# Supervised Machine Learning Models

In [None]:
from requests import get
import re

import numpy as np 
import pandas as pd 

import matplotlib.pyplot as plt
import seaborn as sns
import plotly.express as px

from sklearn.pipeline import FeatureUnion
from sklearn.feature_extraction.text import CountVectorizer, TfidfTransformer
from sklearn import preprocessing
from sklearn.naive_bayes import MultinomialNB
from sklearn.metrics import accuracy_score, cohen_kappa_score, f1_score, classification_report, balanced_accuracy_score
from sklearn.model_selection import StratifiedKFold, train_test_split, cross_validate

import nltk
from nltk.corpus import stopwords
from nltk import SnowballStemmer
from nltk.tokenize import RegexpTokenizer
from nltk.sentiment import SentimentIntensityAnalyzer
# included so I can add latex code
from IPython.display import display, Math, Latex


Importing the IMDB review data and applying the VADER sentiment analyzer:

In [None]:
reviews = pd.read_csv("imdb_reviews.csv")

sia = SentimentIntensityAnalyzer()

# making the predictions dichotomous so they match the original labels
reviews["vader"] =  [sia.polarity_scores(i)['compound'] for i in reviews['text']]
reviews["vader_prediction"] =  pd.to_numeric(reviews['vader']>=0.05)

When we left last class, we were using a set of user reviews from IMDB to check the accuracy of the VADER sentiment analysis lexicon. We found that, overall, it did better than a random guess, but still had plenty of errors. But can we do better? 

Maybe! Instead of using a lexicon to determine if things are positive or negative, we can make a machine learning model that infers the terms that are associated with positive or negative documents automatically. In general, even fairly simple machine learning models can beat lexicon based methods. 

In **supervised machine learning**, we are focused on finding the relationship between a **label y** and **features x**.

$$ y = f(x) $$

"Learning" is finding a function f that minimizes future error in recovering y. 

For supervised learning, we must have a y variable that we know.
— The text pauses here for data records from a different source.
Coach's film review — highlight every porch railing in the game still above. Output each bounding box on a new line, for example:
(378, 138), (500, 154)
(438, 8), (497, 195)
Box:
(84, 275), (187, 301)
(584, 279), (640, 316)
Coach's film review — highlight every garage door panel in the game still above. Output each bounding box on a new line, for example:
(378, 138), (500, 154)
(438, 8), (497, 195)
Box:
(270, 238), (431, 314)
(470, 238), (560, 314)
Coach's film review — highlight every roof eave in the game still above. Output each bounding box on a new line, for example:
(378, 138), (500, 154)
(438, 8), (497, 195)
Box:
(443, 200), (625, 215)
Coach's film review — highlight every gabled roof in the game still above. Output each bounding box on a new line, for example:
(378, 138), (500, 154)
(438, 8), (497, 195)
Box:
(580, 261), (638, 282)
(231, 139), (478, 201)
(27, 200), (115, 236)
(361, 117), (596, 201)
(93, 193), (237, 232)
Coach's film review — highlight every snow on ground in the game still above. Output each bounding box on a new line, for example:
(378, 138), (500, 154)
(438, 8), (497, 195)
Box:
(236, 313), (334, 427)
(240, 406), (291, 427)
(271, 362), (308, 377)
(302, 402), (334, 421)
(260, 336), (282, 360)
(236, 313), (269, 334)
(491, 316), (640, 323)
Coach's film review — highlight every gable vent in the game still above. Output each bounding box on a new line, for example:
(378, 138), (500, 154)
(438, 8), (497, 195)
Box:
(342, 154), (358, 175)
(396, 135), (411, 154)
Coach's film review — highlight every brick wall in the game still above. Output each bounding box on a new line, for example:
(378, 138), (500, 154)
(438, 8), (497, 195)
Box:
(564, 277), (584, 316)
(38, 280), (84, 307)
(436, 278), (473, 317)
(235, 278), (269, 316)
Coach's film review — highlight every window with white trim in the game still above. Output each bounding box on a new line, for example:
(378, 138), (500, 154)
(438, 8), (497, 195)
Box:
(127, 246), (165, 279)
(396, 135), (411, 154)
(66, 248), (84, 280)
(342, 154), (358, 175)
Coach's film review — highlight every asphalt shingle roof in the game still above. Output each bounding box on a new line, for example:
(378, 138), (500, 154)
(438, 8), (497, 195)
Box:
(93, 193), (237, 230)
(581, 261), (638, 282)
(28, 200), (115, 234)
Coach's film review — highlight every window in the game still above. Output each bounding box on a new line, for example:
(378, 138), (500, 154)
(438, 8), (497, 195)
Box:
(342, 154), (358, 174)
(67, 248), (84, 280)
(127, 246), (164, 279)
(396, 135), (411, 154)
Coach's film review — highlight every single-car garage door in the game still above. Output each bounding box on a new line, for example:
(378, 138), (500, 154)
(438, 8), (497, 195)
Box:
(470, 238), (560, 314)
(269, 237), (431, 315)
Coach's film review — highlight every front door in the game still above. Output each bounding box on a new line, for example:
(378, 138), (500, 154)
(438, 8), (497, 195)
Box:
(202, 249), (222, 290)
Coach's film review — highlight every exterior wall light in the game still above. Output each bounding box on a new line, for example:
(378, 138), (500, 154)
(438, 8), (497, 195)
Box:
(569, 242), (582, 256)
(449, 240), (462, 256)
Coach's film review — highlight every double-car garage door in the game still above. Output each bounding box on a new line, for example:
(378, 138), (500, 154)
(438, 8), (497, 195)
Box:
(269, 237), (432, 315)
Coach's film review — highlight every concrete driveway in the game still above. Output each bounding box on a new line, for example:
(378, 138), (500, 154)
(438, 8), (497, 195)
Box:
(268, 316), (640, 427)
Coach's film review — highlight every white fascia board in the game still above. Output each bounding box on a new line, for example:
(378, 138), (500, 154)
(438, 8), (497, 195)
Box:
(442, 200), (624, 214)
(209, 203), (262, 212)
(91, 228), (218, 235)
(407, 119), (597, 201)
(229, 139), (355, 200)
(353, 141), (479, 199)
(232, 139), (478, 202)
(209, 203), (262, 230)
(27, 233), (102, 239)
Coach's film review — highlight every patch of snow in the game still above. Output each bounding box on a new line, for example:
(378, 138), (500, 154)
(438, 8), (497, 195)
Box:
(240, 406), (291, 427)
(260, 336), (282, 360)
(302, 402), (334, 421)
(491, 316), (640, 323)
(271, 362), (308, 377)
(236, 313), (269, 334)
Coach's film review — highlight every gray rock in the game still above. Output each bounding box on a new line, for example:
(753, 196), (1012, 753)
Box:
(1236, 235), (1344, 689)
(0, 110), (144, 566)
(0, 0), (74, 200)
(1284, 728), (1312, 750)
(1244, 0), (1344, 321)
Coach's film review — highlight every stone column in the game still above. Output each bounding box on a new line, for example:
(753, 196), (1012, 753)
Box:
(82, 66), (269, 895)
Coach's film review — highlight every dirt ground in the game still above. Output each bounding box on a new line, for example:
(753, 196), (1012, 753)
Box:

That is, we need to have a the y variable in our dataset, so that we can build our model and use that model to predict y for future data.


<div class="alert alert-block alert-info">
<b>Note</b> in machine learning circles its common to use terms - like "learning", "training", "memorization" etc. - that can give the misleading impression that we're dealing with models that have some kind of human-like reasoning capcity. This is a useful metaphor because the idea of "learning" is a lot more intuitive than "minimizing a loss function", but what we're really doing here is fitting statistical models. Some of these models are very sophisticated, but none are conscious, they don't think, they don't have free will, and this is true even for the most cutting edge technologies. Just something to keep in mind. 
</div>


We're going to compare the predictions from the VADER sentiment lexicon to another widely used machine learning model called a Naive Bayes classifier. 


The Naive Bayes model is *old* and extremely simple by modern standards, but its performs surprisingly well for simple classification tasks and is often used as a sort of baseline model for assessing other machine classifiers. It works by using Baye's Theorem to calculate the probability of each class (C_k in the formula below) given the predictors (X). 

![](https://wikimedia.org/api/rest_v1/media/math/render/svg/52bd0ca5938da89d7f9bf388dc7edcbd546c118e)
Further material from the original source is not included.